It turns out that hardware is not software.
iPhones bend, although not easily, They crack and stop working and some don’t come off the assembly line right. The first iPhone 3G I bought could take five minutes of touches before becoming unresponsive and had to be swapped immediately.
But iPhones do not melt in people’s pockets because the Apple Aluminium service is experiencing downtime or when you, horror of horrors, leave continental USA. If something is wonky you can generally tell just by holding them. Jony Ive and the design team fondle them (their iOS devices, that is) in their hands for thousands of hours before they say go.
Hardware is not easy, but it is simple. It is set in one shape and doesn’t change, except for accessories on the outside and software on the inside. And of hardware and software, only hardware determines the indomitable schedule. Work your asses off to ship what needs to be shipped, and then it’s off to the races with the next product. I’m not going to say that every product is handled like this all the time, but it probably doesn’t help.
Ever since I upgraded (cranks are reminded to add their air quotes here) to El Capitan, dragging something towards the top of the screen is an exercise in frustration, and dragging something to the menu bar in order to cancel the drag is a gesture set in muscle memory that I’m struggling to unlearn. Whenever you get close, Mission Control springs to life. Mission Control is great, if you have five windows open. If you have between 10 or 20 apps open and several of them have state-restoration, let’s-restore-everything, Quit-doesn’t-mean-clean-slate endless amounts of windows, it is an exercise in chugging. It takes half a minute, then you get one frame. It takes ten seconds more for the next. This is a MacBook Pro Retina (Early 2015), so it’s not a 2011 Mac mini with low memory and a slight limp.
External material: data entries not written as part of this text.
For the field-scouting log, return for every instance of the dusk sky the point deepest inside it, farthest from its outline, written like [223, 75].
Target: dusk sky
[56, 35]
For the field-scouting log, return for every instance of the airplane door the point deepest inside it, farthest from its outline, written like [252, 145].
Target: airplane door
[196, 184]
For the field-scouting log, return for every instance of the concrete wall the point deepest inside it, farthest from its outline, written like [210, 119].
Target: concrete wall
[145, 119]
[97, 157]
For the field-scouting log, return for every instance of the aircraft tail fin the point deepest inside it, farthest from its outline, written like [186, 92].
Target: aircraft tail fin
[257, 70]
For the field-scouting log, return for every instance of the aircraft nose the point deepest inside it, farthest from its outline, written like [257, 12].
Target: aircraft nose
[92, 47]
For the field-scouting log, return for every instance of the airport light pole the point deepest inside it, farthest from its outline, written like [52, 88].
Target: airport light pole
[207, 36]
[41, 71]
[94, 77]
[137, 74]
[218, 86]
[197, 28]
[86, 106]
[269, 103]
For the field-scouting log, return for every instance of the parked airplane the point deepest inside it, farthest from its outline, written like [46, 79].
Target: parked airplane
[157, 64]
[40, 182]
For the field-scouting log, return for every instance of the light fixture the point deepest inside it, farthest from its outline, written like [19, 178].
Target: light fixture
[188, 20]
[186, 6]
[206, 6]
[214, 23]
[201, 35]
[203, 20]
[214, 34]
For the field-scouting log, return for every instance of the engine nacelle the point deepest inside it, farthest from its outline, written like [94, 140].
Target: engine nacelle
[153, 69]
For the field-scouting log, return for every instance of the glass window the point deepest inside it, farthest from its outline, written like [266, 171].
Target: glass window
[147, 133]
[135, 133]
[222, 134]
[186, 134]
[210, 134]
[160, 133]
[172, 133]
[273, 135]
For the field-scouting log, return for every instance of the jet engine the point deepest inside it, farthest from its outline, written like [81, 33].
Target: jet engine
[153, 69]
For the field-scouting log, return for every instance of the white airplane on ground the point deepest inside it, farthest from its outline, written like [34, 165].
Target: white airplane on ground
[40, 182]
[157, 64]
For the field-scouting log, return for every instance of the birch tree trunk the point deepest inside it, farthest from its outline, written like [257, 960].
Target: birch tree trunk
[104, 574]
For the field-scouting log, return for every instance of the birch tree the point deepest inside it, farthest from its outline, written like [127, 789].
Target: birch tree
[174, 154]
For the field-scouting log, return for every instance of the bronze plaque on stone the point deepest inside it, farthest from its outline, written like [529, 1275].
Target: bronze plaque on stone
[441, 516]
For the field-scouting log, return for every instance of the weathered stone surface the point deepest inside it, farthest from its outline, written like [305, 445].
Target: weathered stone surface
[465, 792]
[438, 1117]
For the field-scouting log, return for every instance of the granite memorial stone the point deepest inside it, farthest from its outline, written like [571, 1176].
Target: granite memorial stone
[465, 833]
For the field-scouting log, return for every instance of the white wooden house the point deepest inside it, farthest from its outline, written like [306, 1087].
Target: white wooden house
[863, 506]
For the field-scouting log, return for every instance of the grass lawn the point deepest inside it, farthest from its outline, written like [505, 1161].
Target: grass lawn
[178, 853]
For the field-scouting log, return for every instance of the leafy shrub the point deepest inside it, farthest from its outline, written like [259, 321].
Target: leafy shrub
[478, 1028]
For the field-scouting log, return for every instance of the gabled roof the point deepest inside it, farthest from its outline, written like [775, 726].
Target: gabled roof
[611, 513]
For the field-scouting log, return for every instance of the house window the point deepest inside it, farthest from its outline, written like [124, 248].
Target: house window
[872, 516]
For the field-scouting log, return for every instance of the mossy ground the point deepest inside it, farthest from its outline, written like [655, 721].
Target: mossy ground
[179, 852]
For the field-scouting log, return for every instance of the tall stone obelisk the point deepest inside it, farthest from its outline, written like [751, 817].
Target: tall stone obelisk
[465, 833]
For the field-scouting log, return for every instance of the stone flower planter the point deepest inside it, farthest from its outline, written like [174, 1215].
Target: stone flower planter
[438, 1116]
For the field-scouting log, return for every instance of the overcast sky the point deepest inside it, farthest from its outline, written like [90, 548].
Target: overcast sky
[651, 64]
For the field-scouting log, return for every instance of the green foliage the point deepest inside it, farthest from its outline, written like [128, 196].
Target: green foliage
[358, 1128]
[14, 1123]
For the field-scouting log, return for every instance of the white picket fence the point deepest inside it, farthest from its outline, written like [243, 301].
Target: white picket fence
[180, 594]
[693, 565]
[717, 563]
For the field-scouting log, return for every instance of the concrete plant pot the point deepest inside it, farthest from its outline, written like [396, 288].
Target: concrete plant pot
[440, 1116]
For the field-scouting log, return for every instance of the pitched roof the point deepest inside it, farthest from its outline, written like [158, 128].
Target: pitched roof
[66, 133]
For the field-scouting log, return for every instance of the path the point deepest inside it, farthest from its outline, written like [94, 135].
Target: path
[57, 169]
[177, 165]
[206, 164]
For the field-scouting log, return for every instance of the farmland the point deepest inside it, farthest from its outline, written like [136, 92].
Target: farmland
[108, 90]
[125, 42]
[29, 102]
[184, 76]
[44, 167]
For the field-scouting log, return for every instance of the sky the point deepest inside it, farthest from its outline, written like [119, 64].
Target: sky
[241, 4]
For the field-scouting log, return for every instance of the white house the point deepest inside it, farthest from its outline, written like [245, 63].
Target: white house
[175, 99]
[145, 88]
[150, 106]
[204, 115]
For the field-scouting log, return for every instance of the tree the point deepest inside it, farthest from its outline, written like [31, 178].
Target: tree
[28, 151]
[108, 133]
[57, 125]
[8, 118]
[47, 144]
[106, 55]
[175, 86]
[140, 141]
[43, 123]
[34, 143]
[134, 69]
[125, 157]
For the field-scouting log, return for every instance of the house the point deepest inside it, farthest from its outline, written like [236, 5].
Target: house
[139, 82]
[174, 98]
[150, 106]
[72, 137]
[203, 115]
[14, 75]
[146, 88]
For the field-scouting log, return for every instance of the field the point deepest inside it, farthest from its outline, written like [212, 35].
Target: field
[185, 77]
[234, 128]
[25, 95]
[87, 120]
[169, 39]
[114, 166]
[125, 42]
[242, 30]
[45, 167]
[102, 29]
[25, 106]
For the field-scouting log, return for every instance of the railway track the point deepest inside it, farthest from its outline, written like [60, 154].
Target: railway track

This is still better than in various versions since Mountain Lion, where occasionally loginwindow would come crashing down of exhaustion. This. Swiping between full screen windows. Attempting to use full-split-screen. It just doesn’t work. It’s a marquee feature and it doesn’t work if you actually use the thing too hard.
Add to this iCloud Photo Library fucking said library right in the butt on numerous occasions, even though I waited until it was out of beta until I started using it. Sorry, can’t find that file. Sorry, taking fucking forever to upload this. Sorry, here’s a god damn thumbnail the size of a petroleum molecule with body image issues.
Add to this storing all these Numbers documents in iCloud because I might need them one day on my iPhone. Then I do need them, and I open Numbers on my iPhone, and 30 documents start syncing now for the first time, and none of them get anywhere, and there are several duplicates, and I can’t even tell it which to download first, not that it matters because like I said, none of them fucking progress in the slightest.
This is not Haxies. This is not jailbreak. This is not unsandboxed, unencrypted, uncryptographically signed. This is Apple’s own software running on Apple’s own OS, running on Apple’s own hardware, talking to Apple’s own fucking internet services the way Apple pretend it just works if you do. And it just. Plain. Stupid. Fucking. Doesn’t. Work.
I’m not even the only one I know to have half of these problems.
So yes. Hardware is not easy. But apparently, mastering magnetism, CNC machining, sub-millimeter precision tolerances and gold metallurgy is nothing compared to loading up your own software beyond where you think it should be used – or not even beyond sometimes.
The “Displays have separate Spaces” checkbox in System Preferences > Mission Control actually controls a large variety of (to me) objectionable behavior, including the drag-to-menu-bar-for-Mission-Control. It also turns off the full-split-screen, but from your post it seems that doesn’t work very well either.
By Nicholas Riley · 2016.02.05 00:01
Too True. I was thinking that maybe my mid 2013 macbook air was maybe getting a bit too long in the tooth, but if you’re having the same problems with a 2015 MBP, then it’s clearly not my machine that’s the problem.
I had to use disk utility for the first time using El Capitan tonight. Initially i thought someone was taking the piss with me. Where have all the options gone??